OM for the Holidays: 5 Yoga Moves to Keep You Zen In Any Scenario
The holidays are upon us! For many, it can be a stressful time, so I put together five common holiday scenarios and my favorite yoga assists that can support, ground, and boost you through the season.
Holiday Scenario 1: Somewhere between takeoff, your layover, and the sniffly neighbor in the seat next to you, you started to feel an ache that could turn into a full-blown cold.
Yoga Assist: It’s common knowledge that being stressed, not enough sleep, and traveling can put you at greater risk for getting sick. Fight back with a few gentle restorative poses, which can have immune-boosting, stress-reducing, sleep-inducing benefits to help you get and stay well.

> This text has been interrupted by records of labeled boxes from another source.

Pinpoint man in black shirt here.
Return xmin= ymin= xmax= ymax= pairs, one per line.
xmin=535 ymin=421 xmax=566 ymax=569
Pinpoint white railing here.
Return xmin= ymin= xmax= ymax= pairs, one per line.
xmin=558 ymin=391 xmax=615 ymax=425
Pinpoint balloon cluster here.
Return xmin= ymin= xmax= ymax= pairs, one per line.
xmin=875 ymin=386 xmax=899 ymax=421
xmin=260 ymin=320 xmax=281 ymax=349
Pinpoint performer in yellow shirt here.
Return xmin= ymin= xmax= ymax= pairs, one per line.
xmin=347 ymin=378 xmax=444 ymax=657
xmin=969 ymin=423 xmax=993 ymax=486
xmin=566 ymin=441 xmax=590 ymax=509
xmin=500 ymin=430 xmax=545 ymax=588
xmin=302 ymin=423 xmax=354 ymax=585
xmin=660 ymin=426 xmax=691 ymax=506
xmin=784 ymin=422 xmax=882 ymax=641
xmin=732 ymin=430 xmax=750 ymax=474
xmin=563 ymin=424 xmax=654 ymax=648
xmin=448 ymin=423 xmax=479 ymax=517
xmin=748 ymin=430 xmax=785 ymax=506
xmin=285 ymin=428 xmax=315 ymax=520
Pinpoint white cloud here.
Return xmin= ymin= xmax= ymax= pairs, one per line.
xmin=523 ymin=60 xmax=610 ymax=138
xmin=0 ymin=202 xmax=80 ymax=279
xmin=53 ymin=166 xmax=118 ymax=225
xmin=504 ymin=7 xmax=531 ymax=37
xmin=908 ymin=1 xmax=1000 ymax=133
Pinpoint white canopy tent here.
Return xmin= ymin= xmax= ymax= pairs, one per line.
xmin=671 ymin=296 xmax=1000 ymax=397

Start with balasana (child’s pose). Bring your toes together and keep the knees a bit wider than the hips. Rest your forehead on a block or your stacked hands. You can gently roll your forehead left and right as you slowly inhale and exhale, which can feel especially good for sinus congestion and may enhance the relaxation response.
Then roll onto your back and take supta baddha konasana (supported butterfly). Draw the soles of the feet together and support under each knee with blocks or pillows. Place an eye pillow over the eyes. Hold each pose for 5-7 minutes. Come out slowly by resting in the fetal position before gently sitting up.
Holiday Scenario 2: Between the holiday frenzy and the endless parties and family gatherings, you’re looking for a quiet space to feel centered.
Yoga Assist: Try to carve out time for yoga—even a few minutes on your mat can help you re-center. Only have time for one pose? Try adho mukha svasasana (downward-facing dog), a strength-building pose that is technically also an inversion since the head is lower than the heart. Stay grounded and in the moment by challenging yourself to try three-legged dog. Engage your core strength to stabilize, then slowly lift one leg up. Consciously choose to release any stress with each exhale.
For extra energetic detoxing, take a few rounds of lion’s breath. Inhale through the nose, exhale through the mouth with the tongue out, and consciously commit to releasing any tension. Then switch legs. No room or time? Just sit quietly and try 3 lion’s breaths.
Holiday Scenario 3: You ate a tad too much turkey, or simply too much stuffing. Your belly needs help pronto.
Yoga Assist: Twisting poses stimulate and aid digestion. Start with modified marichasana (seated twist). Sit on the floor with left leg extended. Bend your right knee, and wrap your left arm around it. Let your right fingertips find the floor behind you. Take 10 breaths. Switch sides.
Holiday Scenario 4: You’re back in your childhood twin bed, on your in-laws’s fold-out, or bunking on the floor. Bottom line: Counting sheep just isn’t working. You’d kill to catch some Zs.
Yoga Assist: Restorative yoga to the rescue! Try viparita karani (legs up the wall). Swing your legs up the wall (or headboard of your bed). Support under the hips with a folded blanket or bath towel. Start with 5-7 minutes, breathing slowly and deeply. Extend each exhale for an extra relaxation boost. Rest here as long as you like.
Holiday Scenario #5: You’re heading home via plane, train, or automobile and your back is killing you.
Yoga Assist: Modified ardha chandrasana (half-moon pose) is a great release for lower back muscles. If possible, stand with feet shoulder width apart. Bring your right hand to your hip. Lift your left arm up and gently bend to the right. Stuck on a plane? This can also be done seated—press your palm against the seat of your chair or armrest instead of your hip. Reverse and do the other side.
For the upper back, try modified garudasana (eagle’s pose for the arms). Seated or standing, bring the arms in front of you at a 90-degree angle, elbows even with the shoulders. Stay here, or drop the left elbow below the right and twine the forearms, bringing the palms together.
Take a few deep breaths and switch sides for each pose.
Whatever the holidays might bring you, taking a few moments each day in a restorative pose will help to keep you calm, energized and ready to take on the busyness of the season.